Dear Lord in Heaven, please heal me from this terrible illness, please help me make it through. This is my fifth time battling severe depression and all I can see is regrets, mistakes, shortcomings, loneliness and fear.
This time I am alone on the other side of the world from my family so I can’t tell them i am sick again because they would only worry without being able to help in any way. I made a decision some 3 years ago to move to another country far far from home and it has been a struggle ever since but my stubbornness and foolishness and pride kept me from doing the smartest thing and going back after the first major obstacle.
I didn’t want to give up so easily and be seen a failure. In the process due to many factors I have lost friends, lost money, lost my investment back home and I am still here and now fighting this awful beast. All I can think about is how stupid and foolish I have been and everything I have sacrificed to be here in the first place.
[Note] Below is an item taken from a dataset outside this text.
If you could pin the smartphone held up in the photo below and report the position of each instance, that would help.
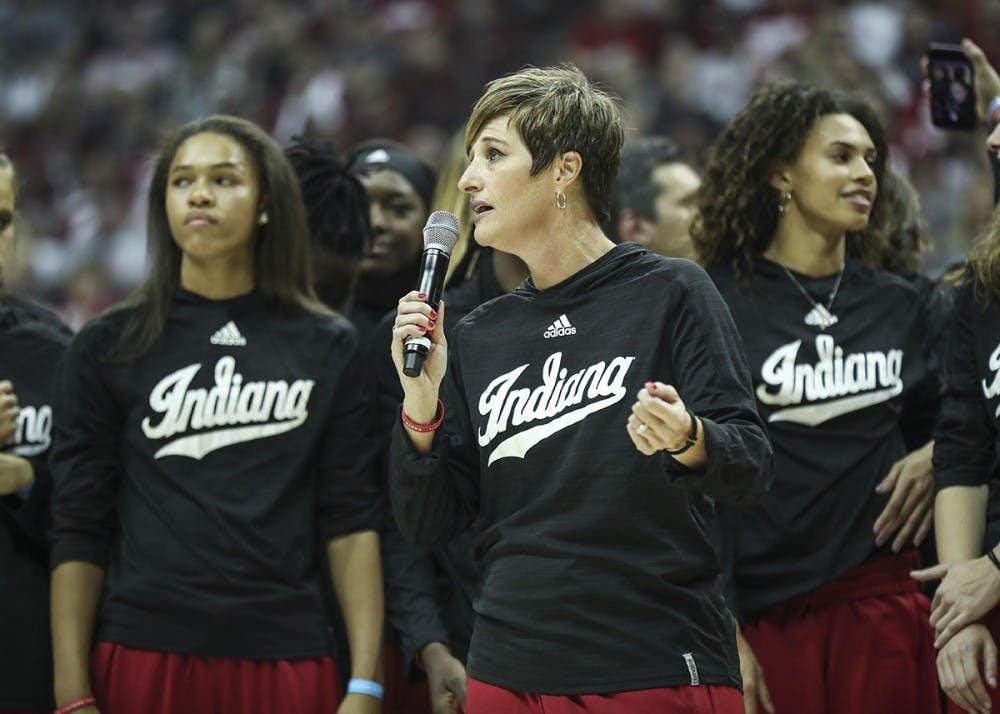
(952, 93)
I want to go home now but I can’t until I have worked and saved money to make a new start and begin from zero again. I pray God will heal me and make me strong again, that He will replace the fear and despair and shame in my heart with hope, courage and peace. I pray morning till night just to make it through the day as I am alone here without anyone but God in Heaven to turn to.
I pray that God will help me through, help me endure this pain of existing I feel. I keep thinking that if it wasn’t for the pain and sorrow and heartbreak it would cause my mom and dad I would just end this life- I pray from the depths of my soul for God to please help me and heal me and comfort me and help me through.
And I ask for anyone out there to please pray for me, pray that He hears my cries for help and would let me feel like living again, feel joy again, that God would fill my heart with hope and make me strong, help me get through this. I am so alone and have to hide how I feel on the inside and lie about it.
I can’t bear this much longer, please Lord, help me. Please don’t leave me alone. Amen.